Big Firms. Small Firms.

Given the specialty nature of tax law, developing the specific experience regardless of the size of the firm will provide you with marketability for your next position. Big firms are a commonly desired destination, but these practices are quite small and opportunities are limited. Mid-sized firms and boutiques are good places to find tax positions – as are solos. So don’t limit your world. Identify the firms and solos in your area that have a tax practice and reach out proactively to inquire about opportunities.

Go Beyond Accounting Firms.

Accounting firms aren’t the only employers who employ tax lawyers: banks, insurance companies, tech companies, energy companies and a host of others seek tax lawyers from time to time. So include these profiles among your targets. The easiest place to find open jobs is online. But if you can network into a company, you can increase your chances of finding a role within the organization.

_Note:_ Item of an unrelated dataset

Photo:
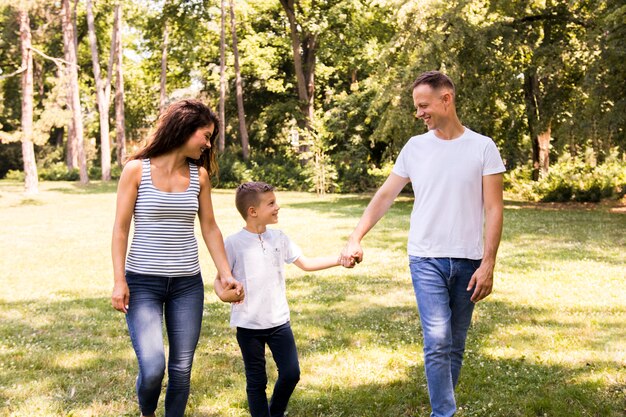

Expand your search to government organizations like the IRS, CIA and the DOJ. Government salaries won’t break the bank, but a few years in these positions will provide a terrific springboard for your tax career.

Go Mobile.

Geographic regions have varying levels of economic vibrancy and job opportunities. And depending on where you live, your options may be numerous…or limited. If you are willing to move to a city with robust legal hiring, the opportunity pool will increase. But you’ll likely have to take another bar exam if pursuing law firm roles, which may stunt your motivation.

Contract Work.

Today’s legal profession is far more socialized around lawyers who pursue contract, project or part time work. So being in this type of situation that gives you good tax experience is something you can market for your next job. There are scores of temp and project agencies in the market. So register with those in your area that may have the work you seek.

Just Off The Bulls-eye.

If you are doing everything you can and still coming up empty, expand your search to include roles that are slightly more diverse, but also include tax as part of the job responsibilities. You don’t want to divert too greatly as it might be tough to get back on track. So apply a tighter filter to these types of roles and make sure they are closely associated with the practice you’d like to pursue long-term.

Despite your struggles to date, there is reason to be optimistic. Today’s legal market is active (more in some cities than in others). And while tax is not the hottest legal practice, diverse law firm and in house opportunities do exist. In addition, tax is a niche practice where the candidate pool is limited. So judgment of credentials as well as where and how you acquire your tax experience isn’t as harsh as it is for lawyers in other practice areas, which allows you to compete for a wider range of career opportunities. Finally, your LLM provides you with advanced and specialized education that you can leverage when networking and applying for jobs. So take advantage of these positives as you move forward with your search. Challenges will still exist, but if you remain resilient and work the angles, you’ll find the role to put you on your path to tax code heaven.